The NUVIZ is an attachment that you stick to the outside of your helmet, on the right-hand side, which comes with a camera, a controller and a small viewing portal that sits just at the bottom of your visor line of sight. It’s unobtrusive but adds a certain amount of bulk to your lid.
Once fitted (which is an easy process) and set up, you’ll be able to see your SatNav instructions, communication notifications and media information in a ‘virtual’ image that floats in your line of sight, appearing as though it’s a few metres away. You’d think the image would be enough to put you off, but I didn’t find that to be the case.
But it’s not just a handy HUD that shows you a few snippets of information, the device comes complete with a HD camera that shoots both video and still, and the included controller, which you can easily mount to your bike, means you can easily control it without having to fiddle around with the device on the side of your lid.
Due to the fact that I rarely use media devices while riding, I wasn’t too concerned with that aspect of the NuViz, but it does make following SatNav instructions and viewing your speed (and the speed limits of areas that you’re riding through) a breeze, and I’d be more than willing to take this (which uses maps that are downloaded to the device free of charge) instead of a SatNav on my next adventure.
Tru-Tension Big Boy Bundle
£94.94 | www.tru-tension.co.uk
As anyone who has one will know, one of the downsides of owning a chain-driven motorcycle is the need to maintain it. While there are those amongst us who enjoy tinkering with their machine, for some it’s just a hassle that you don’t get with a shaft drive. But that hassle is made a hell of a lot easier with the Tru-Tension Big Boy Bundle.
Retailing at £94.94, the Big Boy bundle includes a Chain Monkey (more on that in a second), BananaSlip Chain Lube or Wax (depending on your preference), PrimeShine Chain Cleaner, PrimeShine Bodywork Foam Cleaner, a Muck Monkey and a Wheel Monkey. The quality of all of these products is superb, and they get the job done to an excellent standard each time.
The Chain Monkey is a brilliant little bit of kit that allows you to easily and almost effortlessly adjust your chain tension perfectly every time, thanks to its great design and easy-to-understand instructions, while the Wheel Monkey and Muck Monkey make cleaning your chain an absolute doddle. For anyone with a chain-driven motorcycle, this is well worth checking out.
Lindstrands Ziggy Jacket
£149 | www.jofama.se
Lindstrands has some of the best looking casual motorcycle apparel on the market, and I’ve been almost inseparable from my Raggy Fleece this past winter. As we head into warmer temperatures (hopefully), I’m excited to start using my newly acquired Ziggy Jacket. This lightweight textile jacket has all of the style of casual streetwear with the added functionality of armour insert pockets and vents.
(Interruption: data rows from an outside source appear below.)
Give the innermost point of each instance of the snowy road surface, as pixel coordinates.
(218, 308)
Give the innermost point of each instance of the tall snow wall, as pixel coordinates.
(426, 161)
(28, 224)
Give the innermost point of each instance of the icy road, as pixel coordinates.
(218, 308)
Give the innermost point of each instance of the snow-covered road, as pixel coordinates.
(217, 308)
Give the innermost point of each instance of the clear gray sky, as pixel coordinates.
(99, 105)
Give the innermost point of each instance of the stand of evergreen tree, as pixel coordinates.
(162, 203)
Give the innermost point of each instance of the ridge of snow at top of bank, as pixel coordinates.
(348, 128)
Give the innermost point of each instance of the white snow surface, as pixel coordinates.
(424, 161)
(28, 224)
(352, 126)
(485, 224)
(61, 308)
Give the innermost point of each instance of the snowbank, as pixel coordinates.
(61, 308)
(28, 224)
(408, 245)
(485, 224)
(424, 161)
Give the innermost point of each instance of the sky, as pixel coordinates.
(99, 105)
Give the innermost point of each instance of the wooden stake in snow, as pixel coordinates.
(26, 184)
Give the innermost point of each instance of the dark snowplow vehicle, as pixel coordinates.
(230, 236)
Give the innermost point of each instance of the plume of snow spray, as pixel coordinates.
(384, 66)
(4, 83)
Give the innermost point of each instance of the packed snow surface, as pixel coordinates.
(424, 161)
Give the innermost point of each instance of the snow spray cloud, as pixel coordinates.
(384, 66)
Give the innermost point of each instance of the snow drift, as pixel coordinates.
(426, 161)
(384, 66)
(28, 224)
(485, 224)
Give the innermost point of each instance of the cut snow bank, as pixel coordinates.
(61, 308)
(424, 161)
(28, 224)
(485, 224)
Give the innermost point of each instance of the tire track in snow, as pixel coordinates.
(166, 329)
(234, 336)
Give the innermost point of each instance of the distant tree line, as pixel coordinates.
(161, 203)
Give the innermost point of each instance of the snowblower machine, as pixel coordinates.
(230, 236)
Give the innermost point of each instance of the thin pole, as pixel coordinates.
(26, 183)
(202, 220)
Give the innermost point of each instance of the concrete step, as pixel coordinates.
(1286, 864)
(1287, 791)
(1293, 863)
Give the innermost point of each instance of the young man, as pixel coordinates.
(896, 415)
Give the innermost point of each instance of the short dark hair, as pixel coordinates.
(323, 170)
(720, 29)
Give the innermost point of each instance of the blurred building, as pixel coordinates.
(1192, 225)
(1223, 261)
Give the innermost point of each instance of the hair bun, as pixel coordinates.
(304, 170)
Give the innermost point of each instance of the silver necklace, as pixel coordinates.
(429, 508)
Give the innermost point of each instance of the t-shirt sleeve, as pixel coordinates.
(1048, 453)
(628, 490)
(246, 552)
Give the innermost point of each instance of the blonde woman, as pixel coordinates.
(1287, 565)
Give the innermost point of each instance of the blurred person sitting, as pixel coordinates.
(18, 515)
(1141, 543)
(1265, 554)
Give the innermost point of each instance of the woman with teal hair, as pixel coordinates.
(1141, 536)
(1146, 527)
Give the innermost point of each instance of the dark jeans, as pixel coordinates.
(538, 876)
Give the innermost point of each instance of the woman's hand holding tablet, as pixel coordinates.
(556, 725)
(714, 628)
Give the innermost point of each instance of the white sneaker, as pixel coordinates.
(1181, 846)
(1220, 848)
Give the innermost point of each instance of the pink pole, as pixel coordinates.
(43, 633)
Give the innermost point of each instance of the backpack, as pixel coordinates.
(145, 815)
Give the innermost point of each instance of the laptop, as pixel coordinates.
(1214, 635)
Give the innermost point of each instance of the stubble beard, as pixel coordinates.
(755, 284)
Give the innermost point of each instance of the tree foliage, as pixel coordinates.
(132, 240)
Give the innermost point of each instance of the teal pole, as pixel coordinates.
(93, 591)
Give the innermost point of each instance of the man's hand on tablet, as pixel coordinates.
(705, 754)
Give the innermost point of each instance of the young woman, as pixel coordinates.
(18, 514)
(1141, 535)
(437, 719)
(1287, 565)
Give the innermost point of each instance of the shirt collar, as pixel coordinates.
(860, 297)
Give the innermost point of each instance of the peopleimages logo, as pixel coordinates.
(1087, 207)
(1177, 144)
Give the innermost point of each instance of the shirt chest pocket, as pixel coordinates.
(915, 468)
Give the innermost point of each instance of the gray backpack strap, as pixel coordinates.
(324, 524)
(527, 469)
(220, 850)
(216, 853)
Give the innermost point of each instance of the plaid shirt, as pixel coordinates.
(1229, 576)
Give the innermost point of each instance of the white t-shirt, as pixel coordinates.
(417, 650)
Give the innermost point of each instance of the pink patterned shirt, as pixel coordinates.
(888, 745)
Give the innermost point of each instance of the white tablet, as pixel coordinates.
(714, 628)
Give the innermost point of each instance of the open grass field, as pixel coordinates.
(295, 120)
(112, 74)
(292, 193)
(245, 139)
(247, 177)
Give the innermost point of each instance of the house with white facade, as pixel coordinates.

While I’m yet to give it a ‘proper’ run out, as it’s been blummin’ freezing recently, I’ve had a few short rideouts in it and it has all the makings of a great summer-weight motorcycle jacket that’ll also be ideal for adventurous forays along the UK’s green lanes.
It’s windproof and shower resistant and the huge, mesh backed vents on the chest will help cool you down when you’re working hard off-road. Plus, the hood is removable for when you’re wearing it in the saddle. It’s also a great jacket to wear when you’re popping into town as it still offers an element of protection while looking stylish off the bike.